This is the final assignment of the semester. There is no real theme to what you have to do for it. It will just exercise a fair bit of what you have learned in this class and hopefully be interesting to program.
Text Adventure:
It's time to make your map program into a true text adventure game. It doesn't matter how you do this, but you need to add in a goal to the game and have it inform the player if he/she wins or loses. Most of the original text adventure games had some type of puzzle solving where the items could interact with one another or with rooms in certain ways to make things happen. You probably don't want to go the MUD route and have equipment, combat, and the like though simple combat might be feasible. You must add a help command which prints out the objective of the game and how to play.

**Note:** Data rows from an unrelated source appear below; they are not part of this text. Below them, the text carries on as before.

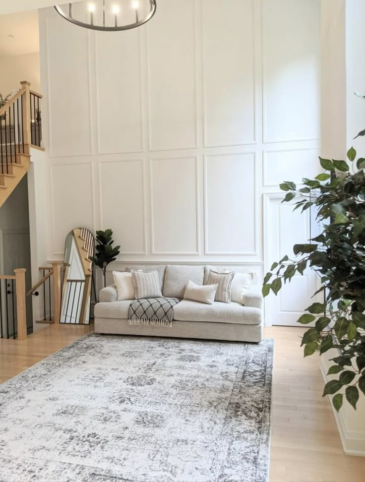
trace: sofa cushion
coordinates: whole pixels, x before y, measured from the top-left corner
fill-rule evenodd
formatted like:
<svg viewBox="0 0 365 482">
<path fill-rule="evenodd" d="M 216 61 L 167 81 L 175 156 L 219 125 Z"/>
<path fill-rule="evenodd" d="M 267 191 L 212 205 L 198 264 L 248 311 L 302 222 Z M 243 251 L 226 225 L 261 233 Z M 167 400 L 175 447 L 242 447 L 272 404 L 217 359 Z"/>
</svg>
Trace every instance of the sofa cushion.
<svg viewBox="0 0 365 482">
<path fill-rule="evenodd" d="M 196 285 L 204 282 L 204 266 L 168 264 L 165 272 L 164 296 L 182 298 L 185 289 L 190 280 Z"/>
<path fill-rule="evenodd" d="M 258 325 L 261 321 L 261 310 L 243 306 L 240 303 L 214 301 L 205 304 L 183 300 L 174 307 L 174 319 L 181 321 L 210 321 L 237 324 Z"/>
<path fill-rule="evenodd" d="M 162 287 L 164 286 L 164 278 L 165 277 L 165 268 L 166 267 L 166 265 L 164 264 L 157 264 L 154 266 L 126 266 L 124 269 L 124 271 L 127 271 L 130 273 L 131 269 L 135 270 L 138 271 L 138 270 L 142 270 L 142 271 L 145 271 L 146 273 L 148 273 L 150 271 L 155 271 L 156 270 L 158 272 L 158 279 L 160 282 L 160 288 L 162 290 Z"/>
<path fill-rule="evenodd" d="M 96 318 L 126 319 L 128 318 L 128 309 L 132 301 L 123 300 L 119 301 L 97 303 L 94 308 L 94 316 Z"/>
</svg>

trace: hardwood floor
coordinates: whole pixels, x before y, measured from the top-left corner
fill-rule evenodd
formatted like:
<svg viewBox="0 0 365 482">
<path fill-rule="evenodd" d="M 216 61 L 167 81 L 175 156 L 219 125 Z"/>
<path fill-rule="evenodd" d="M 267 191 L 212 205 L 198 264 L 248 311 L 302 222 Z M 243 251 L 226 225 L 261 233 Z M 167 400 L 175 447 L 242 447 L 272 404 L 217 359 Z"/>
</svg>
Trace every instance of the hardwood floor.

I suggest that this reads and prints the content of a file so you don't have to type in the full help in print statements.
Chemistry Problem:
Take the code you did for assignment #9 and make it so you find integer coefficients.
Zooming Mandelbrot or Julia Set:
If you implemented the Mandelbrot set calculation and display previously, this is the option for you. For this one you get to add some event handling to the last program. There are two options here. One is to make it so that the user can click and drag on the Mandelbrot to zoom in. For this to work well you probably have to give the user some way of increasing the number of iterations while it is running. The other option is to read simple clicks by the user and when the user clicks on a point in the Mandelbrot you bring up a new window and show the Julia set that corresponds to that point.
Music Library:
For this option you will write a GUI that displays information on music read from XML data files. The data will be displayed in a GUI using the Table component. There should be menu items that allow you to sort the information based on different columns.

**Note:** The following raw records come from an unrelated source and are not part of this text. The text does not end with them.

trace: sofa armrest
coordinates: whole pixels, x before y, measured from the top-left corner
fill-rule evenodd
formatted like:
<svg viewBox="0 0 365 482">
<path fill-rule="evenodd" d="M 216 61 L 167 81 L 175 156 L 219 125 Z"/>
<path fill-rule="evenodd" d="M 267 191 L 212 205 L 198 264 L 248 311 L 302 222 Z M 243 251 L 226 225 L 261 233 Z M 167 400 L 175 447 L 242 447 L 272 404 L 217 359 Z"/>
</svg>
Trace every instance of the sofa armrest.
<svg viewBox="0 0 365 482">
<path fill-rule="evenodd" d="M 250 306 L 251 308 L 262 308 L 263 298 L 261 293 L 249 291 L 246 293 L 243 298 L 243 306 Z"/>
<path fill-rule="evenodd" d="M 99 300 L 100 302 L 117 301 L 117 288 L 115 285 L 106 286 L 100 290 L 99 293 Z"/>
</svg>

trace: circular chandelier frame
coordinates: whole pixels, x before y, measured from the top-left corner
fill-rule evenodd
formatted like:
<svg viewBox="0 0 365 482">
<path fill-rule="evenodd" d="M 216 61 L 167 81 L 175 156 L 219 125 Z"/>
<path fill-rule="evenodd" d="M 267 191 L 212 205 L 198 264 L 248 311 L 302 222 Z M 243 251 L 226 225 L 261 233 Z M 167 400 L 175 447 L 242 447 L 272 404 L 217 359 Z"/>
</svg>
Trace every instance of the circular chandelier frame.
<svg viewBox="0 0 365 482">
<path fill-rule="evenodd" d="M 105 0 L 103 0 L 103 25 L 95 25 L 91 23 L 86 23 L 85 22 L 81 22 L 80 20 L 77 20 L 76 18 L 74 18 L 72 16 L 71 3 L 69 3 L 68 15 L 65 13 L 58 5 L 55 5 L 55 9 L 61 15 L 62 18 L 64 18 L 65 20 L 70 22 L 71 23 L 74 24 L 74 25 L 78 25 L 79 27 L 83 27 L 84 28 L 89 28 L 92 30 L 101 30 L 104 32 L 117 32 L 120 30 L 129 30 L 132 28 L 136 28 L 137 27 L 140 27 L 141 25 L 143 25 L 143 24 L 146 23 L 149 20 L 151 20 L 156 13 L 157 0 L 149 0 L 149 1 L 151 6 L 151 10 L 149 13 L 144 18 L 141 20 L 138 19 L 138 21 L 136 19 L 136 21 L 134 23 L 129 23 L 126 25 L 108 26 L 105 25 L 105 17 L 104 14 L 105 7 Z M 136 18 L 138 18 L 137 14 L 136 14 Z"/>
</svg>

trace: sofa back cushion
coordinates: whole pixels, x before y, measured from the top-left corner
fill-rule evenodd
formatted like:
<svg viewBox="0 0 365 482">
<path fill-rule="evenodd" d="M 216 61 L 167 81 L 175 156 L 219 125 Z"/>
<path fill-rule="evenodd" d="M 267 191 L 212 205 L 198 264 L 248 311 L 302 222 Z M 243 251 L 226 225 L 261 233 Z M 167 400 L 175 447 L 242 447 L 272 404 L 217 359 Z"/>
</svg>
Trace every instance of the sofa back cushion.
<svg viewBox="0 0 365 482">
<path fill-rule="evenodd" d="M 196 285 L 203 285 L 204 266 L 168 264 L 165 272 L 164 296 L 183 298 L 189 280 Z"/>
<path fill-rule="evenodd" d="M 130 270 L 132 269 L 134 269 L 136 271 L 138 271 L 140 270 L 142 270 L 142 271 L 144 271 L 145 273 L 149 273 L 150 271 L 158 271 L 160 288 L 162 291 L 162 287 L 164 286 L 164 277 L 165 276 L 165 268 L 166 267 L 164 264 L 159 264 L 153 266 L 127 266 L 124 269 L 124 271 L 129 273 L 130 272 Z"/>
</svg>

To help you with this I found a large XML music database that you can use. You can certainly find your own to use if you don't like these. The files I found have a lot of data that you don't need to display. Pick the data values that you find most important. You can find the XML files in here. You only have to deal with one of them.
For extra credit you can add search capabilities.
L-Systems:
Continuing the L-System option of the last assignment you will add GUI components that allow the user to load in and edit grammars. For extra credit, make it so that you can do something other than a 0L-system. You could do a 1L or 2L-system or a parametric system.
Baby Mathematica:
For this problem you will use your equation parser from assignment #7 to build a little program that can be used to do some simple function evaluation. You will then give it the ability to display a simple plot of the function in a window. You should also give it the ability to read files that have functions defined in them.
You can define 3 functions: f, g, and h. They are all functions of a single variable x. They are defined in terms of numbers, x, and the other functions. You only have to have the four basic operators (+, -, *, /), but you can add extra ones if you want extra credit. If you do this, there needs to be a big comment at the top of the code telling me what you did so I can try it and give you the extra credit.
Menu Options:
Your GUI should have three text fields that allow you to edit the three formulas.
The read and write options are fairly straight forward. You need to write some code that will read in definitions for your three functions from a file or write out to it.
Just as a side note, I think this might be the most exciting problem of all the ones I've given so far this year (for me). It can really show you the power of a simple recursive algorithm and once it is done, you will have written a program that is far more powerful than what most people in a PAD1 class would even dream of doing. That doesn't mean it is harder though, just more powerful.
If you want to do this option and you didn't do the symbolic algebra options on assignment #5, let me know and I can e-mail you code for the parse function.